If you’ve ever become frustrated by a virtual assistant’s inability to answer questions satisfactorily, not to worry — researchers at Amazon are on the case. In a newly published paper presented in Paris last week at the ACM SIGIR Conference on Research and Development in Information Retrieval, a team from the Seattle company’s Alexa AI Natural Understanding group presented a question-answering technique (“Answering Complex Questions by Joining Multi-Document Evidence with Quasi Knowledge Graphs”) that demonstrates “clear improvement” over competing methods.
As lead author Abdalghani Abujabal explains in a blog post, most computerized question-answering systems take one of two approaches: They either perform a text search and try to infer the relationships among entities named in the text or they tap a hand-crafted knowledge graph that encodes these relationships. This becomes tricky with complex questions like “Which Nolan films won an Oscar but missed a Golden Globe?” Text search would require a document containing all information required to answer the question, while a knowledge graph would have to represent every relationship implied by the question explicitly.
The researchers sought to combine the best of both worlds with a system that performs a standard text search — an ordinary web search — on the basis of the input question, using the full text of the question as a search string. It retrieves the 10 or so documents the search algorithm ranks highest before applying algorithms to identify named entities and parts of speech within each document, specifically subject-predicate-object triples like “Nolan, directed, Inception” and “The Social Network, winner of, Best Screenplay.” Lastly, it constructs an “ad hoc” knowledge graph of the identified entities and parts of speech on the fly.

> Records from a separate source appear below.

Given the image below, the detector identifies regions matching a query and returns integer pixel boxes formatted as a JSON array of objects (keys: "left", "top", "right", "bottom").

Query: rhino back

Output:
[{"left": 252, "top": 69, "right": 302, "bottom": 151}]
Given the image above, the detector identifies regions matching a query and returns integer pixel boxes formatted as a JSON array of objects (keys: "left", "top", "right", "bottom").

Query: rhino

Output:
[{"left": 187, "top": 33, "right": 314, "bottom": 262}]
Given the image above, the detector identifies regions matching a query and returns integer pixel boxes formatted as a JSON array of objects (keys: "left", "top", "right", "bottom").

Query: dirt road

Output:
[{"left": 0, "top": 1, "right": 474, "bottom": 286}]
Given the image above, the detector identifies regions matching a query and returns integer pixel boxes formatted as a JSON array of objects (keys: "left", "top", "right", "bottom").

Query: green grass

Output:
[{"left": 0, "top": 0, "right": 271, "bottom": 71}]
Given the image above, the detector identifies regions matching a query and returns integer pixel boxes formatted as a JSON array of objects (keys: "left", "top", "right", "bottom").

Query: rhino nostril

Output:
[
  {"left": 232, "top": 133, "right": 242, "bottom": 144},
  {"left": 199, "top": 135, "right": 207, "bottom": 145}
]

Post-construction, the system leverages syntactic clues and data from existing graphs — like lexicons and embeddings — to suss out which names in the graph refer to the same entities. Name alignments are assigned confidence scores, and a search algorithm looks for cornerstones in the graph, or words that very closely match individual words in the search string.

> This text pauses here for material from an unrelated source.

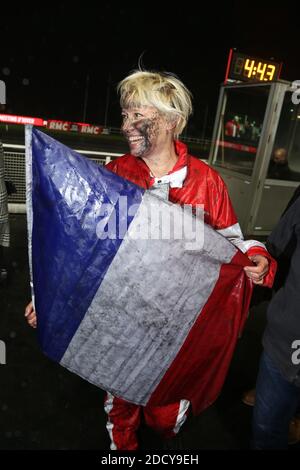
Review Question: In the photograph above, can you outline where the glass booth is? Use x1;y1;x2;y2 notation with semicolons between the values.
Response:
208;80;300;238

The system seeks out answers to questions that lie on paths connecting cornerstones, and it evaluates them according to two criteria: their length and confidence scores from the data triples and the name alignments. It eliminates all but the shortest and highest-confidence paths, and it removes all the cornerstones from the graph. along with all the nodes that aren’t named entities.
Finally, the algorithm ranks the remaining entities according to several criteria (such as the weights of the paths that connect them to cornerstones and their distance from cornerstones), and the remaining entity is returned as the answer to the search question.
The team reports that in 36 tests using two different data sets and three different performance metrics, their system outperformed three baselines on 34 and finished a close second on the other two, with an average of 25% (and a high of 80%) improvement over the best-performing baseline. They leave to future work integrating the ad hoc knowledge graphs with existing, curated knowledge graphs and adapting the search algorithm accordingly.